Quote from: Lover of Truth
I don't know if this has been addressed yet.  But just because the existence of God can be known through reason alone does not mean that His existence cannot be believed through a supernatural faith based upon divine revelation.


So your refutation is just to word for word deny the teaching of Vatican I.  Brilliant.  We can all just move along now.  Nothing to see here.

What do you mean whether "this has been addressed yet"?  It's the ENTIRE POINT of the thread and the OP.

I found the Vatican I quote after Nishant had raised the question of whether someone can believe a natural truth with a supernatural motive of faith.

This teaching from Vatican I completely blows that out of the water, stating that supernatural truth by definition requires a supernatural object.

Vatican I on the object of supernatural faith
« Reply #64 on: April 10, 2014, 07:50:02 AM »
Quote from: Ladislaus
Quote from: Lover of Truth
I don't know if this has been addressed yet.  But just because the existence of God can be known through reason alone does not mean that His existence cannot be believed through a supernatural faith based upon divine revelation.
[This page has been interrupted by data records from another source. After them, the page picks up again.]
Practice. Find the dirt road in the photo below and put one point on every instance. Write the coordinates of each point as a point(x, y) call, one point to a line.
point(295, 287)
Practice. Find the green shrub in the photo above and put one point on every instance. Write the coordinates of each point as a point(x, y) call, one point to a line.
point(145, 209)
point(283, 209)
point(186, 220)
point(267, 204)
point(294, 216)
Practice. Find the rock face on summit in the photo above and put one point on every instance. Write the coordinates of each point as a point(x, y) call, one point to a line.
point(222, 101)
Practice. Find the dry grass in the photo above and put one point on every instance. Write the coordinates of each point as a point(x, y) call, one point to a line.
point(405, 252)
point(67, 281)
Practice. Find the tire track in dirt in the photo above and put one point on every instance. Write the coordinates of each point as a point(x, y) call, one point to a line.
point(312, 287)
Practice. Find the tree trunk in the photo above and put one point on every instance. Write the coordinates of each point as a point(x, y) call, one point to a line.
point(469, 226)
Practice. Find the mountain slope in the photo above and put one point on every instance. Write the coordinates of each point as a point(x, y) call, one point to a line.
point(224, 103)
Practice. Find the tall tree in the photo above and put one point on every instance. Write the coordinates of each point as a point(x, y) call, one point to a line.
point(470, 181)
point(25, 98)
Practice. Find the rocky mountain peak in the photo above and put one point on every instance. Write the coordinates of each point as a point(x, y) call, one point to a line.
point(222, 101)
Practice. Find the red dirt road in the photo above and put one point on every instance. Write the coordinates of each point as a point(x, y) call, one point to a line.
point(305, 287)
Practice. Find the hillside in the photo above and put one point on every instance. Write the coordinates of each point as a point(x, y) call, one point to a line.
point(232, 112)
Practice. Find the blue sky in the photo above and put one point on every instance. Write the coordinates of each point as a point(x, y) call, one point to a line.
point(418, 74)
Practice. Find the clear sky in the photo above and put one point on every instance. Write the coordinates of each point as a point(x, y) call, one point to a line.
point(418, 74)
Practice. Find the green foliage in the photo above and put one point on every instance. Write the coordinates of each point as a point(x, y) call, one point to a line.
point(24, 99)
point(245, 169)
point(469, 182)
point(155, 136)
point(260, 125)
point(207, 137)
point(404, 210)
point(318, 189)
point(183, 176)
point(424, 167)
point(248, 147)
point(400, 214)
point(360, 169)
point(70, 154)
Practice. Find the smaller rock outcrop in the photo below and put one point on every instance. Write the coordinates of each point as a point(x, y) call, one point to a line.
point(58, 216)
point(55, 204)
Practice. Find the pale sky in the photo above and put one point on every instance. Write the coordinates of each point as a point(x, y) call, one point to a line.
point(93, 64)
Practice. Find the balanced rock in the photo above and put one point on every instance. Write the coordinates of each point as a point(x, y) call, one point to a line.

So your refutation is just to word for word deny the teaching of Vatican I.  Brilliant.  We can all just move along now.  Nothing to see here.

What do you mean whether "this has been addressed yet"?  It's the ENTIRE POINT of the thread and the OP.

I found the Vatican I quote after Nishant had raised the question of whether someone can believe a natural truth with a supernatural motive of faith.

This teaching from Vatican I completely blows that out of the water, stating that supernatural truth by definition requires a supernatural object.


I deny nothing.  You read into quotes anti-Catholic "doctrine".  

Do you deny that it is possible to believe God exists with a supernatural faith based upon divine revelation?

You do not believe anyone with the supernatural Faith, simply takes it on the Word of God?  

The minority view was never condemned because they were more than bloggers like you, stubborn or bowler.  You do not believe the theologians who teach the view and all the Saints and doctors who admit it is a possible view are aware of the fact that the existence of God can be arrived at by reason alone?  Give them some credit.  

Pride is at the root of heresy.  Some people think they know more than the Church and her greatest minds and her authoritative and infallible statements.  I content myself to say no more and no less on the issue than the Church teaches.